People are worried that people aren't worried enough.
"Can't Complain About a Lack of Volatility Now," writes my Bloomberg Prophets colleague Robert Burgess, but sure you can! Yes, there was some excitement yesterday: "The Dow Jones Industrial Average erased about 160 points in 20 minutes and volume in the most widely traded S&P 500 futures tripled as a gut check landed on traders just after 11 a.m. in New York Tuesday," in the form of Donald Trump Jr.'s weird Twitter confession. But the Dow closed up 0.55 points on the day -- up 0.0026 percent -- and the VIX volatility index actually fell, closing at 10.89. The market reacted to political news, then remembered that we're not doing that any more, and quickly un-reacted to the news.
People are worried about unicorns.
The biggest worry for unicorns this week comes from the most recent class of unicorn alumni, Snap Inc. and Blue Apron Holdings Inc., which "have swiftly gone from two of the year’s most anticipated IPOs to poster children for companies whose rich private valuations haven’t withstood the scrutiny of public markets." Snap fell below its $17 initial public offering price on Monday, and closed at $15.47 yesterday after an analyst at Morgan Stanley, the lead underwriter on the IPO, cut his price target from $28 to $16. (Oops!) Blue Apron, meanwhile, fell below its already-discounted $10 IPO price pretty much as soon as the greenshoe ran out, and closed yesterday at $7.14. Both companies are trading below their last private valuations, which is not encouraging for other unicorns:
Dick Costolo, Twitter Inc.’s former chief executive officer, said in a Bloomberg TV interview that he expects the valuation declines at the IPO stage to persist in the next two years. He predicts “lots of money in the private markets chasing few deals” and driving up prices.
“When these things finally see the light of day in the retail markets, it sort of -- probably rightly -- turns out to be the case that these are not worth as much as their last private rounds were,” said Costolo, now head of his fitness startup Chorus.
It is hard to draw too many conclusions from these data points: Each unicorn is a unique magical creature, and there's no certainty that the weak reception for these two is a bad sign for others. But the basic worry of "people are worried about unicorns" has always been that frothy private markets were funding technology companies at valuations that could not be justified in the public markets, and now we are starting to see sustained evidence that that might be right. So what will happen?
Fear of underperforming on lofty private valuations has already gummed up the exit pipeline. Pre-IPO companies that don’t need the cash may hold off listing in the hope they can grow into their private market value, Gordon said.

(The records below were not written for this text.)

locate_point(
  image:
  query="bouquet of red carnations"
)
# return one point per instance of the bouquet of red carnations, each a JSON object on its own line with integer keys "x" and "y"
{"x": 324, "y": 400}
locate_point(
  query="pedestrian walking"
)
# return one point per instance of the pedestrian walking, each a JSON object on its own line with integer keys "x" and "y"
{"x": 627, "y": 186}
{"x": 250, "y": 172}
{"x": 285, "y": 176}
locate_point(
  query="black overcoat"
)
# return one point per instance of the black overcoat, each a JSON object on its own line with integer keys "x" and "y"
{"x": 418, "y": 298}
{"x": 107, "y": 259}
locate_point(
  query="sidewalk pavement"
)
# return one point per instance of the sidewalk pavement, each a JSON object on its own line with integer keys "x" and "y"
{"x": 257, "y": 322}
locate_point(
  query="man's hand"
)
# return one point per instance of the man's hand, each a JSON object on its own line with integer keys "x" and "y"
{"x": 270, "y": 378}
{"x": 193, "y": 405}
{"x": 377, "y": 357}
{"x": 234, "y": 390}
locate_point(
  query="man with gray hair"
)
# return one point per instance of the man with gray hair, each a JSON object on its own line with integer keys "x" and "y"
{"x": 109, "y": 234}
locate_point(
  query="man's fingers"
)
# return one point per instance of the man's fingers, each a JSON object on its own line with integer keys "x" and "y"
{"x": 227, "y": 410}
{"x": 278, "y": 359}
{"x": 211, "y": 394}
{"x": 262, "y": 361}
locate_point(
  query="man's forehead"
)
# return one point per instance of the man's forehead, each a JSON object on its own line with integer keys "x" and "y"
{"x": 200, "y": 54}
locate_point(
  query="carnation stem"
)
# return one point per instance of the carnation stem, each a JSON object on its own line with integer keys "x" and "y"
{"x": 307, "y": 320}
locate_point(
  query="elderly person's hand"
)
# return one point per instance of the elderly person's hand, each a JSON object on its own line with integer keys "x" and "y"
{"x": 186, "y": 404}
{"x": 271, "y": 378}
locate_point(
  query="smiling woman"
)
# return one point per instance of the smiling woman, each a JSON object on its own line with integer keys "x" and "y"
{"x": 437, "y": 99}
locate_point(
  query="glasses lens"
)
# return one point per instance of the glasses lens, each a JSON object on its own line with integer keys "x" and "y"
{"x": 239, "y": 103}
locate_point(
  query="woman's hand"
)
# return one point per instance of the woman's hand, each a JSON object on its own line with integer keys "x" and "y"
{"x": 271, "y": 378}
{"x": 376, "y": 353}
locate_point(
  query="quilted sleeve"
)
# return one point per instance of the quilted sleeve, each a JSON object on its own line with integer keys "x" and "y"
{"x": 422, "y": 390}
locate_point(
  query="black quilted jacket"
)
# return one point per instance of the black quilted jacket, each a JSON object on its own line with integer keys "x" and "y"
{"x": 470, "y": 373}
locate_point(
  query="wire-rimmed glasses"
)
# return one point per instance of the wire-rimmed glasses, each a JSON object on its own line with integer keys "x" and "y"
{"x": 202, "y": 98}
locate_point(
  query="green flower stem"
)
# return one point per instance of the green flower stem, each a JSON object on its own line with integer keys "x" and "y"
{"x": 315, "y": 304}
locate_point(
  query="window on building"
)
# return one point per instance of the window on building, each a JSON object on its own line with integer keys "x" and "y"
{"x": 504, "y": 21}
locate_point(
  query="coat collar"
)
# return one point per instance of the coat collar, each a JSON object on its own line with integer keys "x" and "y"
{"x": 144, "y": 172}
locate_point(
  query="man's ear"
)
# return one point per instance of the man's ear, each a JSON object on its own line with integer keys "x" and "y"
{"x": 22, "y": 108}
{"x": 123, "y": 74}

Typically price bubbles are resolved through price: People realize that private markets are overvaluing companies, and so private-market valuations go down. But it is not quite so simple in the Enchanted Forest, where valuations don't update every day, and where people are emotionally invested in never having a down round. So the price bubble might be resolved through time: Rather than trading at a low price, you just wait, and hope to trade at a higher price ("grow into your valuation"). Obviously this plan doesn't work if the trend is permanently down, but they are all optimists, out in the Enchanted Forest.
The other big unicorn worry is of course gender discrimination:
A team of management and psychology researchers examined how venture investors interacted with entrepreneurs at TechCrunch’s New York startup competition over seven years and found that VC funds typically asked male founders questions about how their companies will succeed, while posing questions to women founders about how they would avoid failure.
Also apparently there's a deer-unicorn in Italy.